Hi Alex:
tesseract has a number of command line switches. You can see what the islandora_ocr module is currently using by having a look at this line:
https://github.com/Islandora/islandora_ocr/blob/7.x/includes/derivatives.inc#L26 If you run tesseract from the command line yourself you'll see the options it provides. I've posted them below for reference. The key switch you're looking for is the -psm switch. There are a variety of options there and -psm 1 may be what you need (or maybe it is the default already if you are getting OCR/HOCR). I'd do some local testing with the files you've got. It might be useful to add the -psm switch to the admin panel for the islandora_ocr module? Not sure as it would add time to the OCR process as the software rotates and tests whether or not it is OCRible.
Hope that helps.
Donald
Usage:
tesseract imagename|stdin outputbase|stdout [options...] [configfile...]
OCR options:
--tessdata-dir /path specify location of tessdata path
-l lang[+lang] specify language(s) used for OCR
-c configvar=value set value for control parameter.

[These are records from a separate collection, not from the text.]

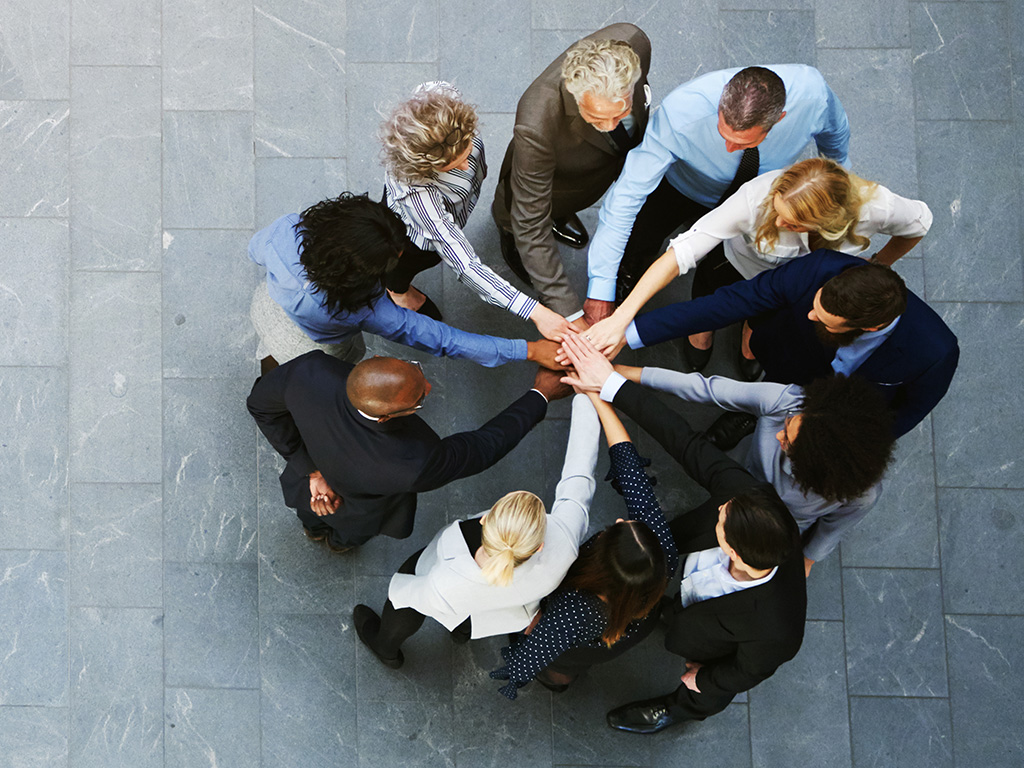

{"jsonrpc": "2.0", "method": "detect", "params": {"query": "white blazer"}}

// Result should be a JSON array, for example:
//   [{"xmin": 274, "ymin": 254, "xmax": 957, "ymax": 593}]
[{"xmin": 387, "ymin": 395, "xmax": 599, "ymax": 639}]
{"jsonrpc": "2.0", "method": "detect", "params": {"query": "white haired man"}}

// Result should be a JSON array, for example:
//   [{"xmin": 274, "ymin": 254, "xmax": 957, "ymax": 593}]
[{"xmin": 492, "ymin": 24, "xmax": 652, "ymax": 321}]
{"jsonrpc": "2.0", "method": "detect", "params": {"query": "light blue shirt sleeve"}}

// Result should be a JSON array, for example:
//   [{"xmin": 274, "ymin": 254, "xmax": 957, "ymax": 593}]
[{"xmin": 813, "ymin": 83, "xmax": 850, "ymax": 166}]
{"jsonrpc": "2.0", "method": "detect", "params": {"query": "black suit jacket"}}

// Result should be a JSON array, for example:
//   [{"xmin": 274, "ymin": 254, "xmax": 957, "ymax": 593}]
[
  {"xmin": 612, "ymin": 380, "xmax": 806, "ymax": 702},
  {"xmin": 247, "ymin": 351, "xmax": 547, "ymax": 542},
  {"xmin": 632, "ymin": 250, "xmax": 960, "ymax": 437}
]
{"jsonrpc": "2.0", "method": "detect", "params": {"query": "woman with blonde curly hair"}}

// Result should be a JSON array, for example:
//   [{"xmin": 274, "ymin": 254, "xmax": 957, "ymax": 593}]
[
  {"xmin": 380, "ymin": 82, "xmax": 572, "ymax": 341},
  {"xmin": 354, "ymin": 394, "xmax": 601, "ymax": 668},
  {"xmin": 584, "ymin": 157, "xmax": 932, "ymax": 373}
]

Multiple -c arguments are allowed.
-psm pagesegmode specify page segmentation mode.
These options must occur before any configfile.
pagesegmode values are:
0 = Orientation and script detection (OSD) only.
1 = Automatic page segmentation with OSD.

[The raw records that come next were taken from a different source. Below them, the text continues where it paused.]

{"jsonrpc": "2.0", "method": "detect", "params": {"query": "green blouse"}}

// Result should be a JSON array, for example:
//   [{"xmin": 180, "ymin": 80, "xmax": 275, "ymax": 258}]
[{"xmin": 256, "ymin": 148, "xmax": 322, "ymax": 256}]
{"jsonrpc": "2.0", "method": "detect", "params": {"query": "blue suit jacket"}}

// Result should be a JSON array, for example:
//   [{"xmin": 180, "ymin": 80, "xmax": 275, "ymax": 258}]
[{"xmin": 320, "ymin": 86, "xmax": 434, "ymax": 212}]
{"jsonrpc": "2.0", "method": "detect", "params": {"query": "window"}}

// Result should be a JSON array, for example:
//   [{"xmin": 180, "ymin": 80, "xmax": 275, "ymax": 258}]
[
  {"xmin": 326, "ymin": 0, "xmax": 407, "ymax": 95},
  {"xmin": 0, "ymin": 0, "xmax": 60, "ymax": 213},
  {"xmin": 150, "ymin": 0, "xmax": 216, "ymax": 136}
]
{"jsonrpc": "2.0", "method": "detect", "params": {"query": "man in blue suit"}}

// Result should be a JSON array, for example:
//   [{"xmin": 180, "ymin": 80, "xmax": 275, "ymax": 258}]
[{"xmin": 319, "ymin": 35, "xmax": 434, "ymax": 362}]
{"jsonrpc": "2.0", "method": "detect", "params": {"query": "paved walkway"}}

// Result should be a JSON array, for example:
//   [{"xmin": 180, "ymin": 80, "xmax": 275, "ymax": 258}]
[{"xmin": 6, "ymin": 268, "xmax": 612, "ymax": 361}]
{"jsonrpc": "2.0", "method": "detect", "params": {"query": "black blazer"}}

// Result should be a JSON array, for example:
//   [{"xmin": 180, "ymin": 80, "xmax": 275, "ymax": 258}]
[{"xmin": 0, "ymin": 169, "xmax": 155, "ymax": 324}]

2 = Automatic page segmentation, but no OSD, or OCR
3 = Fully automatic page segmentation, but no OSD. (Default)
4 = Assume a single column of text of variable sizes.

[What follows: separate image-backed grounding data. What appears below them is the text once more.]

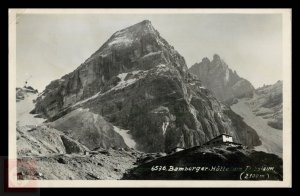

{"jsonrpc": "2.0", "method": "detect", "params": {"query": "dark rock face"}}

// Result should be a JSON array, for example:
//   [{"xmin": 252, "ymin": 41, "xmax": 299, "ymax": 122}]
[
  {"xmin": 60, "ymin": 135, "xmax": 86, "ymax": 154},
  {"xmin": 17, "ymin": 125, "xmax": 89, "ymax": 156},
  {"xmin": 33, "ymin": 20, "xmax": 187, "ymax": 119},
  {"xmin": 123, "ymin": 145, "xmax": 283, "ymax": 180},
  {"xmin": 33, "ymin": 20, "xmax": 261, "ymax": 152},
  {"xmin": 188, "ymin": 55, "xmax": 255, "ymax": 104}
]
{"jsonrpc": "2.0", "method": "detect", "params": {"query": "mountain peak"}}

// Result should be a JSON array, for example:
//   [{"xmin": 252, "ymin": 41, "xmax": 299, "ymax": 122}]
[
  {"xmin": 84, "ymin": 20, "xmax": 188, "ymax": 75},
  {"xmin": 188, "ymin": 54, "xmax": 254, "ymax": 103},
  {"xmin": 212, "ymin": 54, "xmax": 221, "ymax": 62},
  {"xmin": 139, "ymin": 19, "xmax": 152, "ymax": 25},
  {"xmin": 211, "ymin": 54, "xmax": 228, "ymax": 69},
  {"xmin": 201, "ymin": 57, "xmax": 210, "ymax": 64},
  {"xmin": 112, "ymin": 20, "xmax": 156, "ymax": 38}
]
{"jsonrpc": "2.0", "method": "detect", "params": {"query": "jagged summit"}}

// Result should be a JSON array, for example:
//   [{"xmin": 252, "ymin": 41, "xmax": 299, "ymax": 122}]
[
  {"xmin": 213, "ymin": 54, "xmax": 221, "ymax": 61},
  {"xmin": 189, "ymin": 54, "xmax": 254, "ymax": 103},
  {"xmin": 201, "ymin": 57, "xmax": 210, "ymax": 64},
  {"xmin": 140, "ymin": 19, "xmax": 151, "ymax": 24},
  {"xmin": 86, "ymin": 20, "xmax": 165, "ymax": 64},
  {"xmin": 201, "ymin": 54, "xmax": 228, "ymax": 69},
  {"xmin": 83, "ymin": 20, "xmax": 187, "ymax": 74}
]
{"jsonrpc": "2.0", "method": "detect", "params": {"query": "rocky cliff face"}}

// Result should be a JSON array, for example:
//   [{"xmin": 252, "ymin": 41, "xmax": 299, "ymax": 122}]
[
  {"xmin": 33, "ymin": 20, "xmax": 187, "ymax": 119},
  {"xmin": 188, "ymin": 55, "xmax": 255, "ymax": 104},
  {"xmin": 32, "ymin": 20, "xmax": 261, "ymax": 152}
]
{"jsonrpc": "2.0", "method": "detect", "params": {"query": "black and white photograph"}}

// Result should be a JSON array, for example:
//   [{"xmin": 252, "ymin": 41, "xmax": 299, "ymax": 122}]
[{"xmin": 8, "ymin": 9, "xmax": 292, "ymax": 187}]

5 = Assume a single uniform block of vertically aligned text.
6 = Assume a single uniform block of text.
7 = Treat the image as a single text line.
8 = Treat the image as a single word.
9 = Treat the image as a single word in a circle.
10 = Treat the image as a single character.
Single options:
-v --version: version info
--list-langs: list available languages for tesseract engine. Can be used with --tessdata-dir.
--print-parameters: print tesseract parameters to the stdout.